Garden Label Grudges

APRIL 2011. Sometimes someone has a grudge against you and you will never know why.

 

It was “Spring” and I decided to plant some squash, cucumbers and a few other things. I usually didn’t have  luck growing over the summer, but thought I would give it a try anyway. Besides, the rainy season should be getting underway, so something might actually work. I proceeded to plant the seeds and needed to be sure to keep track of what was planted where, so I labeled white plastic tags and placed them at the end of each row. There! Done!

I have to explain my use of the term “Spring”. In southern Florida, we don’t actually have the four seasons like they have in the temperate regions of the world. Here, we have a cool dry season when it is winter “up north”, followed by the sauna we refer to as the wet season (I have always been curious how Vivaldi would have handled such a climate). The northern “Spring” for us is actually the late dry season, just before the onset of the hot, humid wet season. In the north, Spring is associated with the reawakening of nature after the deep gray slumber of winter. Grass and flowers are emerging and proudly showing their wares for all to envy. The bubbly chirps of birds announce the wonder that is unfolding as warmth returns to the world. In the subtropics, there really is no spring. Some trees will bloom, but most of them know better to wait until the onset of the rainy season.

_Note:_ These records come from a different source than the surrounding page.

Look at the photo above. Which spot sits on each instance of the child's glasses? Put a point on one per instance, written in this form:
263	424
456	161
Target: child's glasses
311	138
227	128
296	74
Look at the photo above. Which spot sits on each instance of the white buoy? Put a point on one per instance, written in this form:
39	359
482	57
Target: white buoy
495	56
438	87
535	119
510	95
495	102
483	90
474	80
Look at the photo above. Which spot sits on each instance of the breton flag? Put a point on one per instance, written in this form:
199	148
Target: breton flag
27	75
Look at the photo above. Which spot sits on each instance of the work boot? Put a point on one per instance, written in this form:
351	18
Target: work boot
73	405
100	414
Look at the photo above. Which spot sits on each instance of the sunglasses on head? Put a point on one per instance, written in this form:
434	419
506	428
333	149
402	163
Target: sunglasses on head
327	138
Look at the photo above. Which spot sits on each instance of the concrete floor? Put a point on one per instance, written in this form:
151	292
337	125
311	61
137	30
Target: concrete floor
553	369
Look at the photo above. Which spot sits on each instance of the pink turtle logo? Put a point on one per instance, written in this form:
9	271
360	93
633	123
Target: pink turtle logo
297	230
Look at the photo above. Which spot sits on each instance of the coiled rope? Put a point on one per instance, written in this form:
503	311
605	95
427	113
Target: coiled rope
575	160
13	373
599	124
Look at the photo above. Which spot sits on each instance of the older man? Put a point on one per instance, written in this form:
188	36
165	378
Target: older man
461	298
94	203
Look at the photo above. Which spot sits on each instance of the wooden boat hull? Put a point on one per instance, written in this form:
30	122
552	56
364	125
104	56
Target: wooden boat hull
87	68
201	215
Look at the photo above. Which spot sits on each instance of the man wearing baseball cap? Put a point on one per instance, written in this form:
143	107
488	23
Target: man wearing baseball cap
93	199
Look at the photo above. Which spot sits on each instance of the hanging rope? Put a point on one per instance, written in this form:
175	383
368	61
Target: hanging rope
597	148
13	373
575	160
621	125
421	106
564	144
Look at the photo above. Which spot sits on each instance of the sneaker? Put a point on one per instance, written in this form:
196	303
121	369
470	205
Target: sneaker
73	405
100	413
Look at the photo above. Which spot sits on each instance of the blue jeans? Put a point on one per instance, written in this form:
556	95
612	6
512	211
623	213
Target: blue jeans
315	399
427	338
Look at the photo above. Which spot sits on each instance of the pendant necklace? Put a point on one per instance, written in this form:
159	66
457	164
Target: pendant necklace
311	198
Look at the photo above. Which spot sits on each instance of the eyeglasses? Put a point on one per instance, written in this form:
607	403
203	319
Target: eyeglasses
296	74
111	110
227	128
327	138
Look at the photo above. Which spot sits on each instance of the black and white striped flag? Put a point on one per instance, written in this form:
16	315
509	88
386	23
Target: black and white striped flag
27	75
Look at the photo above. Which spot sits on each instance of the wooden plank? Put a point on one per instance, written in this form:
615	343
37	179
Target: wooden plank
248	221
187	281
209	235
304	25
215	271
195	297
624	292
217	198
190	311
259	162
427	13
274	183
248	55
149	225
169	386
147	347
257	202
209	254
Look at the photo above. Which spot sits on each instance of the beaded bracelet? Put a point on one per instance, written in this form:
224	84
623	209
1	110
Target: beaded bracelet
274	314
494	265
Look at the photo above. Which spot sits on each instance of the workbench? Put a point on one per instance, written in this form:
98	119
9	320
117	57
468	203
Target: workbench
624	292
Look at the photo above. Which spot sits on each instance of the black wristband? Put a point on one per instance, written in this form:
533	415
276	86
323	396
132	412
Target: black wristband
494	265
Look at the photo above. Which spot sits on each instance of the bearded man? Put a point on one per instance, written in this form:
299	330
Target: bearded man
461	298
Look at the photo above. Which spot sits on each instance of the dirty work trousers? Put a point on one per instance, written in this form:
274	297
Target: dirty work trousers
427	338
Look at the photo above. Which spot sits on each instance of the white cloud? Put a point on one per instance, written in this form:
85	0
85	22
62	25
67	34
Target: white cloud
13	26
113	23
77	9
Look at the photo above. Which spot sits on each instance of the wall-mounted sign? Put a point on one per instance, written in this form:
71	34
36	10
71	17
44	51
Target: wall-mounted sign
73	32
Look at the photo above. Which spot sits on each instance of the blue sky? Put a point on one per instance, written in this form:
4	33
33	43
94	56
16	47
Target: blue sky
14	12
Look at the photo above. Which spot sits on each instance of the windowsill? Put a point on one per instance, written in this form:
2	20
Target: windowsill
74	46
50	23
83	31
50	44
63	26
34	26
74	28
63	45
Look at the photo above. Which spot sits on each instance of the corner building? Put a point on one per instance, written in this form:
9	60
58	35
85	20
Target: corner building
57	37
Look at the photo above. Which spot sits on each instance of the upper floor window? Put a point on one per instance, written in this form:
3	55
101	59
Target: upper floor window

Whatever flowers we planted during the blissfully mild dry season wither, then die cruel deaths under the furnace-like sun and bleakly cloudless skies. With the departure of the avian winter residents, the once gleeful bird songs become contentious and threatening. Tempers flare in the rising heat. It is mating season for the permanent bird residents and that means fighting over nesting places, fighting over mates and fighting anyone who dares to come within a football field of their domains. This is the time of year, I believe, which inspired Alfred Hitchcock’s The Birds. This is no more truer than for the grackles, whose caustic warnings to each other and every large animal species begin just after sunrise and continue until the last rays of sunlight depart the placid evening sky.

The next day I went to the garden to check on the newly planted rows to see if they needed watering. Surprisingly, the tags were gone from where I had placed them. Some were gingerly laid next to the spot where I inserted them into the ground and others were far away in other beds, apparently hurled in a bitter rage. By looking at the effort involved, whoever did this was pretty upset with them. Or me?? I cast a suspicious glance at the garden gnome statuette lodged in the bamboo clump, peering out from his prison cell. It stood there with its unchangable enigmatic smile, but I swear I detected a flash of nervousness in his painted bisque eyes. I was sure he was not involved…but knew something…but could not say.

So, I put the garden labels back into place. The next day, I found the tags ripped violently from their ordained places. Was there a message here or was this the work of some unhinged animal?  And, if this is not a human then what kind of animal would do this? My mental list of past visitors to my backyard was not so extensive that I couldn’t narrow this down. Let’s see…racoons (definite possiblilty, a story about them will be posted soon), opossums (maybe, but they only cared about roots and grubs and there was no sign of digging), neighborhood cats (they only wanted to stalk birds and make sad noises like weeping children- nope), squirrels (they seem so mild mannered, even kind…not their style), box turtle (really now, how much harm can an angry box turtle do?), black snakes (nope, too busy eating bugs and the stray mouse that might venture into my yard), mice (no, they only like to chew up things and besides, they are too busy running from the black snake) and then there were the birds.

This petty game of cat and mouse went on for the next week. Whoever it was thought that my resolve would weaken; and I, theirs. No matter where I slipped them into the soil, they were pulled out. One weekend day, I reset them in the late morning and found that by early afternoon, the mysteriously troubled visitor had yet again struck. This time, right under my nose when I was home, watching. I needed to step up my game. In vain, I resest the tags and placed a new one in the garden that read “STOP THE INSANITY!”. That too was soon dragged into another bed and abandoned, deliberately I am certain, face down. I resorted to weighting them down with bricks and burying the tags to their shoulders. Unreadable, but unmovable. At last, something that worked.

Some month or so later, the tags remained where I put them. The thing that had dedicated so much effort to upending them suddenly stopped and was not heard from again. The silence was now strange- did I win or…did something happen to my nemesis? Although I have not witnessed the  perpetrator in action, I believe I know who was behind this. It had to be the grackles.